Omnipaque's lasting appeal comes from its exceptional safety record and relatively low cost, compared with the company's third-generation x-ray contrast agent Visipaque, which itself achieved a 28% revenue growth last year to £80 million ($114.9 million).

Sales of Amersham's MR contrast agents rose 19%, accounting for some £86 million ($123.5 million) in revenues. Omniscan generated most of that on increasing demand for MR procedures. The extension of this modality into angiography is another factor behind Amersham's success. Fast scanning techniques, coil development, and innovations such as Philips MobiTrak, which supports peripheral runoff studies, have bolstered the use of MR angiography. Amersham has benefited from the successful development of new scanning equipment just as the future for MR contrast agents looks even brighter because of this equipment's shortcomings.

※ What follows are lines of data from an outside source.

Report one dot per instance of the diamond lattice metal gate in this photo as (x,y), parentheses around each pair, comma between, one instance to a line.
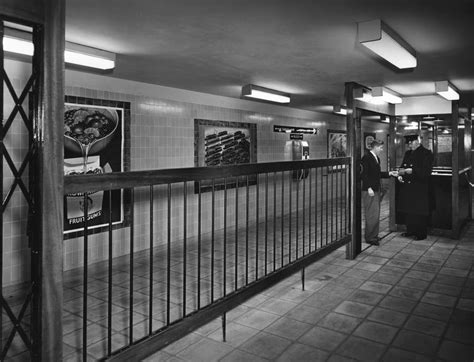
(20,227)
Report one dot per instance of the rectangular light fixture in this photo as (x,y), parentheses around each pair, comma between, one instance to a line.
(19,42)
(446,90)
(383,41)
(338,109)
(88,57)
(386,95)
(365,95)
(265,94)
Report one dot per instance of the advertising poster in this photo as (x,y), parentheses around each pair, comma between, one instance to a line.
(93,144)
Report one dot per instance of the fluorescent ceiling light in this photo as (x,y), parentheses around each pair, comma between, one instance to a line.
(19,42)
(365,95)
(386,95)
(265,94)
(383,41)
(338,109)
(446,90)
(17,46)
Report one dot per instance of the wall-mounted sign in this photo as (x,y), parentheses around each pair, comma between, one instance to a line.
(296,136)
(290,129)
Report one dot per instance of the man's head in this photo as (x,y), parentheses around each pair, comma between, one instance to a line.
(413,141)
(376,146)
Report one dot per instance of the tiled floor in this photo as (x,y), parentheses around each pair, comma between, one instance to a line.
(405,300)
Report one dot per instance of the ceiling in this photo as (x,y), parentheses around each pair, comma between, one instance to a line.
(307,48)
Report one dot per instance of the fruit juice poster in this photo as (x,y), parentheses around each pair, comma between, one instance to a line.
(93,144)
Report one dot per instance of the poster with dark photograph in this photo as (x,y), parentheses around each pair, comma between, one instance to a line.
(94,143)
(368,138)
(221,143)
(337,147)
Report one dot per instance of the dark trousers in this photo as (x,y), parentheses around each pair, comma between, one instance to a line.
(417,225)
(372,215)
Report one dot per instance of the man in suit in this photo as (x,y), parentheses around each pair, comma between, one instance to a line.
(414,199)
(371,190)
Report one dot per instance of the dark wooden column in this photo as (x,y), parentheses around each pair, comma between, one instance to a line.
(455,168)
(393,163)
(353,127)
(51,179)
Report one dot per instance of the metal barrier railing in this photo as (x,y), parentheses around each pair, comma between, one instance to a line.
(215,237)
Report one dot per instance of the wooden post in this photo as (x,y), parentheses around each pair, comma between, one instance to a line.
(353,127)
(455,228)
(393,163)
(51,180)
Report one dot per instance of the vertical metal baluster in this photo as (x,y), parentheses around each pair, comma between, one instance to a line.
(168,260)
(274,221)
(327,205)
(109,292)
(304,211)
(289,222)
(185,246)
(247,232)
(199,245)
(257,214)
(282,216)
(309,210)
(236,256)
(224,272)
(150,305)
(266,221)
(332,204)
(297,216)
(315,208)
(132,242)
(213,203)
(85,276)
(322,205)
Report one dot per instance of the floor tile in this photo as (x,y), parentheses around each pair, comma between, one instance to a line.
(241,356)
(323,338)
(354,309)
(376,332)
(416,342)
(265,345)
(364,296)
(433,311)
(236,334)
(361,349)
(339,322)
(398,304)
(302,352)
(288,328)
(439,299)
(376,287)
(456,352)
(388,316)
(407,293)
(256,319)
(205,350)
(397,355)
(426,325)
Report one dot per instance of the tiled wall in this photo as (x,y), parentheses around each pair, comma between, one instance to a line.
(162,136)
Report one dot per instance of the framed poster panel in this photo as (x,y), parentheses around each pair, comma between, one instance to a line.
(222,143)
(96,140)
(368,138)
(337,147)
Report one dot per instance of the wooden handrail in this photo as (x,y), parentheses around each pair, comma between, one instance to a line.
(124,180)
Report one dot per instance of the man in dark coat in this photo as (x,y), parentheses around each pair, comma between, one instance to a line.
(371,188)
(414,197)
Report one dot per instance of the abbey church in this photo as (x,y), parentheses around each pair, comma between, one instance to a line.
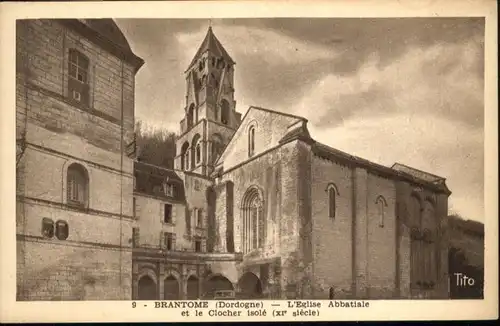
(254,205)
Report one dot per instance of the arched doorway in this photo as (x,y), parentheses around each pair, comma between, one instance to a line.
(216,283)
(171,288)
(250,286)
(146,288)
(193,292)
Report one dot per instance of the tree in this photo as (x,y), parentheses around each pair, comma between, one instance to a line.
(155,146)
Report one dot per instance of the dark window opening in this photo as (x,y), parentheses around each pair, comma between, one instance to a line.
(170,241)
(135,237)
(198,153)
(62,230)
(225,112)
(134,207)
(251,142)
(77,185)
(199,218)
(167,215)
(332,202)
(197,245)
(47,228)
(78,70)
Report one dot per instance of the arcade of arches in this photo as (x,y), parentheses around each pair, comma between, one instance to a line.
(249,286)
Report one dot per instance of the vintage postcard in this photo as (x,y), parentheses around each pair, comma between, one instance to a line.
(224,161)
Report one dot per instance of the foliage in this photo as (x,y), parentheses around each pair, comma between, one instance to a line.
(155,146)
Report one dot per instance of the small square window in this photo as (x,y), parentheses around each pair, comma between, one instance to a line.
(62,230)
(47,228)
(168,189)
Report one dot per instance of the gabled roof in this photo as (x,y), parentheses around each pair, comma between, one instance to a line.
(212,44)
(105,33)
(245,116)
(149,177)
(328,152)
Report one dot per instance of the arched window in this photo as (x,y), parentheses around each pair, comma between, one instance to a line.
(381,206)
(251,141)
(77,185)
(78,72)
(253,231)
(332,199)
(415,245)
(191,116)
(62,230)
(224,115)
(196,151)
(217,147)
(429,244)
(185,156)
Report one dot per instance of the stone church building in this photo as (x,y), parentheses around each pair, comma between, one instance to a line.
(254,204)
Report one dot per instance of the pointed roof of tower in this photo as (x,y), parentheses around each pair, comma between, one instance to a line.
(212,44)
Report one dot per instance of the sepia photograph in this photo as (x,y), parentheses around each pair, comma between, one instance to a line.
(249,158)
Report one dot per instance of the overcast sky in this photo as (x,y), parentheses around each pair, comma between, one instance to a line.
(406,90)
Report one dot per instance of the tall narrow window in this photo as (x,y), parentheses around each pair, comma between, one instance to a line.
(198,153)
(167,213)
(332,200)
(429,245)
(197,245)
(185,156)
(191,116)
(169,239)
(195,150)
(224,112)
(199,218)
(135,237)
(253,231)
(77,185)
(251,141)
(416,277)
(78,72)
(134,207)
(216,147)
(381,206)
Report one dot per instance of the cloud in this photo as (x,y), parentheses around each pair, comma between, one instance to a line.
(425,110)
(271,47)
(437,80)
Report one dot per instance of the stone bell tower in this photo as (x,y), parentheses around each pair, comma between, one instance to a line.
(210,118)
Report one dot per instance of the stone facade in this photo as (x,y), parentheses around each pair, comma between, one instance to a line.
(55,132)
(254,205)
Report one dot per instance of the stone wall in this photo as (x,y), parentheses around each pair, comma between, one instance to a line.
(332,237)
(94,262)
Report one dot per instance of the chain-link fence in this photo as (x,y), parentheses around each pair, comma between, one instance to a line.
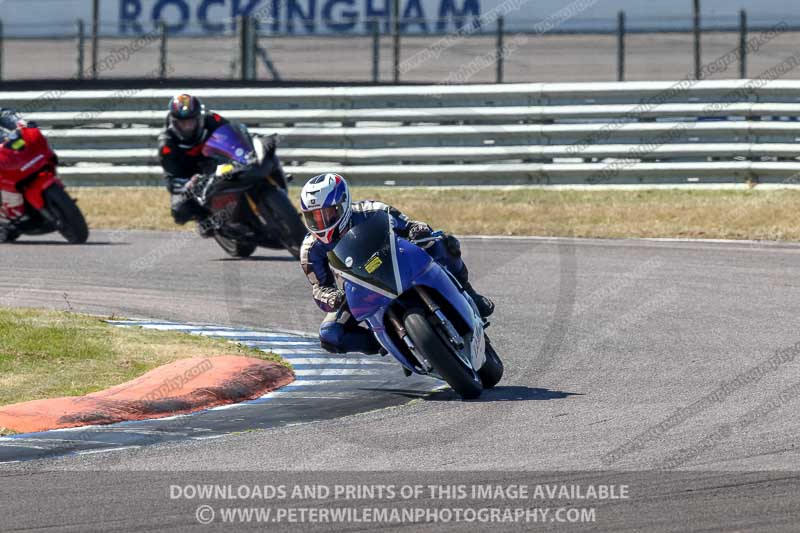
(478,54)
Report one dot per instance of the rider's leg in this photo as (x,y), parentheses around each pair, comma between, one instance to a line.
(340,333)
(185,209)
(447,252)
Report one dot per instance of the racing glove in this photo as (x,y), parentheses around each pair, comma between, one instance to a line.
(420,230)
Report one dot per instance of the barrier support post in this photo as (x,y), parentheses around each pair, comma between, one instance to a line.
(396,39)
(621,46)
(95,36)
(162,51)
(81,48)
(499,54)
(697,51)
(742,44)
(376,50)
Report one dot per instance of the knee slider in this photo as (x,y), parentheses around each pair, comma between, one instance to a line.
(331,335)
(452,245)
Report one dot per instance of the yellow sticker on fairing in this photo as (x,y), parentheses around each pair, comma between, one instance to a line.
(373,264)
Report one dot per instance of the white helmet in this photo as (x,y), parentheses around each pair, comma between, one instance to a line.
(326,205)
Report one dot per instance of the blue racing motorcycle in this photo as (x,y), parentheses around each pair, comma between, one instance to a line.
(415,307)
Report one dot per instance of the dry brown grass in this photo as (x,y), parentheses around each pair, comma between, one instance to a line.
(754,214)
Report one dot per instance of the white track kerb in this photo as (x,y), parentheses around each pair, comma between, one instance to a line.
(327,386)
(313,366)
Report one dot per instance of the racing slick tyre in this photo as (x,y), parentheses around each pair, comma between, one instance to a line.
(68,218)
(461,378)
(492,370)
(281,214)
(235,248)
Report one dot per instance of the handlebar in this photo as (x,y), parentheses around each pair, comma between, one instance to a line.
(435,236)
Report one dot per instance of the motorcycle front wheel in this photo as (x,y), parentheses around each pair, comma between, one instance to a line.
(462,379)
(69,220)
(492,370)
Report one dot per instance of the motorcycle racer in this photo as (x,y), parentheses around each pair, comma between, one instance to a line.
(328,213)
(11,200)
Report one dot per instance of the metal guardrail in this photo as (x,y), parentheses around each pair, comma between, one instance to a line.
(647,132)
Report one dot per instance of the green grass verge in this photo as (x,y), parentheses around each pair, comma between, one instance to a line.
(46,354)
(751,214)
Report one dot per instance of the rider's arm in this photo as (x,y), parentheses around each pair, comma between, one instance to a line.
(9,119)
(174,169)
(406,227)
(314,262)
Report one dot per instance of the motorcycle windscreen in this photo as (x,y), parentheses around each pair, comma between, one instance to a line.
(365,253)
(229,142)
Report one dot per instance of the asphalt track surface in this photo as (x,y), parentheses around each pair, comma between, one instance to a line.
(623,358)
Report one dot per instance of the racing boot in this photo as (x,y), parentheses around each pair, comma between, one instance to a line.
(484,304)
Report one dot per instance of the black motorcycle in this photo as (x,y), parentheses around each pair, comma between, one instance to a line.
(246,195)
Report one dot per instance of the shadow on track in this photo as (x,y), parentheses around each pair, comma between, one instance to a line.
(511,393)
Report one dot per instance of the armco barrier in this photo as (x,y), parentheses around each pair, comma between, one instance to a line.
(632,132)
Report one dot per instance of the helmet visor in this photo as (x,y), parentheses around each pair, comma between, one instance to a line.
(324,218)
(186,128)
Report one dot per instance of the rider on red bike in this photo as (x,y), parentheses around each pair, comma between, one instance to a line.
(11,201)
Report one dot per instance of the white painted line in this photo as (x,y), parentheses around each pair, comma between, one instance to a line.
(22,446)
(332,361)
(107,450)
(335,372)
(286,353)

"There was a hope several years ago that MR angiography could be done without contrast agents," Clarke said. "But what we are seeing is that you get better information, faster and more reliably, with contrast media. I think you will see more clinical trials done with MR agents to demonstrate their utility in MR angiography."

Amersham originally planned to launch a dedicated vascular product, Clariscan, to fill the expected demand for vascular products, but it has opted instead to extend the life cycle of Omniscan. The company is now engaged in several clinical trials designed to extend the on-label uses of this product to vascular applications, including coronary angiography. This decision sounded the death knell for Clariscan, whose development has been stopped, according to Clarke, even though the company had invested tens of millions of dollars in its development.

"You don't get emotionally involved with products," he said.